Milano c’è! Certo. Forse c’è da pensare anche al fatto che non ho più 20 anni, ma 55, quindi è diverso. Ormai ho sviluppato una certa insofferenza verso “andiamo là che qualcosa accadrà”: ho già dato! Però è anche vero che io non sono un pigro da questo punto di vista, quindi chissà… se NoLo non fosse a Milano… A me non piace la provincia. Cioè se Bovisio Masciago fosse NoLo, non mi piacerebbe, perché è Bovisio Masciago. Con tutto il rispetto per Bovisio Masciago!
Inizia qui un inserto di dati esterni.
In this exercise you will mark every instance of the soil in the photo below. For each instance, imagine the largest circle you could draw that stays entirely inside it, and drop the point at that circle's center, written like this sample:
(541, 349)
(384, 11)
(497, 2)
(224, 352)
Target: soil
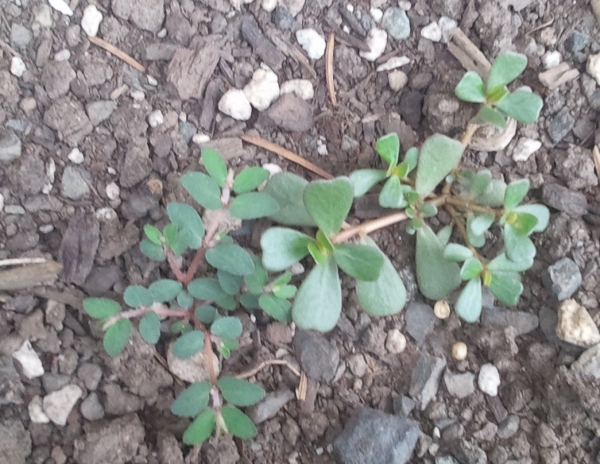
(75, 95)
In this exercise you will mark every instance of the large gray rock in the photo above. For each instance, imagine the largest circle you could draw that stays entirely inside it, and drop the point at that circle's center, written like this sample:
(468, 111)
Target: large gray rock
(374, 437)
A me piace NoLo perché so che quando voglio posso uscire da NoLo. Cioè so che a 20 metri da dove sto, c’è una città. Faccio parte di una città. Cioè sono una parte, per me importante, per me fondamentale, fondativa che mi basta, che mi dà un senso identitario, ma è comunque una parte in una grande città. NoLo ha un senso perché all’interno di Milano, e può ricevere tutto quello che può ricevere da Milano. Sono fiero di essere di Milano e sono orgoglioso di quello è diventata e diventerà Milano. Io non sono di NoLo, io sono di Milano.